Irén Ács one-time laboratory assistant with the Székely Studio and the famous HAFA company, had no intention of becoming photographer, political circumstances made her to choose that profession. However, when in the fifties she started working as press photographer for the magazines Néphadsereg and Ország-Világ, she felt as if she owned the whole world; she wanted to get to know everything, she asserts in the interview.
In Degrees of stillness, Eszter Götz reports on an exhibition of the Manfred Heiting’s Collection in Cologne.

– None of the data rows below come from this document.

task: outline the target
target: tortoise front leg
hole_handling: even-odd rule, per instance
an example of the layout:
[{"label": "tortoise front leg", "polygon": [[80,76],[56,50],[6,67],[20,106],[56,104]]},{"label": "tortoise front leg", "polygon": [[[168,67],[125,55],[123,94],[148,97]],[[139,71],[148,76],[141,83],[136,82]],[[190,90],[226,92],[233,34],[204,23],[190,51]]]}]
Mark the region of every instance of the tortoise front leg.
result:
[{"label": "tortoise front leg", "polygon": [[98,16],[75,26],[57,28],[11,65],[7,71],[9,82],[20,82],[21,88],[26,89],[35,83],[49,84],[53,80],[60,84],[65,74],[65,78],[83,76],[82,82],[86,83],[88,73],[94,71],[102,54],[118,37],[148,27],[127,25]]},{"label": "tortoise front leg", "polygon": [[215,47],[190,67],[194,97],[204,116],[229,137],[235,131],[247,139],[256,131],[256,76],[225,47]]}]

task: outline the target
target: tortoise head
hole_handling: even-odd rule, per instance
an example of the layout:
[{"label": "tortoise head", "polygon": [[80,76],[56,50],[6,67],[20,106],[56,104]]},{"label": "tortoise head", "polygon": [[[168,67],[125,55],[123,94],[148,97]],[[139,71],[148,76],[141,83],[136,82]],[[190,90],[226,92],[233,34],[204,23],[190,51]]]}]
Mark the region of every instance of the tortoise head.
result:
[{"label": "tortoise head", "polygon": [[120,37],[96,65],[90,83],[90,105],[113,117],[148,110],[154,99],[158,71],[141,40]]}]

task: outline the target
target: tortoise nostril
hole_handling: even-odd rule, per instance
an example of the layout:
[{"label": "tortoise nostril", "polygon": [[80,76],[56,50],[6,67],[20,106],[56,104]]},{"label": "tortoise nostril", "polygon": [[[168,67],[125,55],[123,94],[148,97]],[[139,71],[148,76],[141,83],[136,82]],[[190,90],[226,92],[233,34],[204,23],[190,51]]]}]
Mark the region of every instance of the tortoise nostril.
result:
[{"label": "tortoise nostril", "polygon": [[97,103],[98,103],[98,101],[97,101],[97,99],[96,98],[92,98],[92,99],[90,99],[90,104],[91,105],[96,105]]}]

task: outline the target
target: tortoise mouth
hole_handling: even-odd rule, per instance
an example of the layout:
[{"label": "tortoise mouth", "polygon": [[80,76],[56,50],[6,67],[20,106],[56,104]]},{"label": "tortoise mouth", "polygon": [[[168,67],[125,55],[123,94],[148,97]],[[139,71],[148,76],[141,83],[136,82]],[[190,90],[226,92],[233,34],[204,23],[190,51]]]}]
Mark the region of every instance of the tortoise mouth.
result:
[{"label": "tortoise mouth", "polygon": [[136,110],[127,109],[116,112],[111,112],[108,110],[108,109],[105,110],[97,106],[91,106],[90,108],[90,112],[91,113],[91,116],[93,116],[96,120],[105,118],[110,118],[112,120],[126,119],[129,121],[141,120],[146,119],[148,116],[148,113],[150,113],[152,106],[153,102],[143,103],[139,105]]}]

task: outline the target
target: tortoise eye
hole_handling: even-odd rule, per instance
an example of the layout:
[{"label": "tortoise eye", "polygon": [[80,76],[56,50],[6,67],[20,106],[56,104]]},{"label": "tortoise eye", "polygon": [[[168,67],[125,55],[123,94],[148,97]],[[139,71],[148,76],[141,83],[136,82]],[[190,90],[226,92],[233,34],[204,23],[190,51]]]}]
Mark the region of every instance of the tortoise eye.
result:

Although the exhibits are selected from a historical collection, the exhibition shows the history of photographing not as a linear process but as large variety of exhibits about present days.
In first essay György Szegő, who always approaches from the esoteric theory of art to the subject of his essays, introduces two artists using photos in their artistic work. On Katalin Kádár’s towns photos the densing world seems to be expanding, he notes: the surface being the most inward and the divine essence — the “selbst” (self) — the most outward. There is no point in asking about László 2 Hegedűs’s work — ABCDE — whether it is a genre picture, or a calligraphy or a diaporama or a photo or art, because it is expressly a “Work of Art”.
In a second essay titled “Machine Age and Picture of Ruins” György Szegő reports on two photo exhibitions. One in the Budapest Ethnographic Museum brought over from Florence by Fratelli Alinari — oldest Photographers Association in the world — showing press photos about Italy in the 20th century. The other one in Kunsthalle Krems, is a selection of the R+P Herzog Collection in Basel, titled “Tomorrow forever — photography as ruin” the idea of the concept of the second exhibition has been borrowed from Walter Benjamin.
Ute Eskildsen interviewed William Eggleston, photo artist living in Memphis, USA, using dye transfer printing to his photos. This year he is the Prize-Winner of the Swedish Erna and Victor Hasselblad Foundation.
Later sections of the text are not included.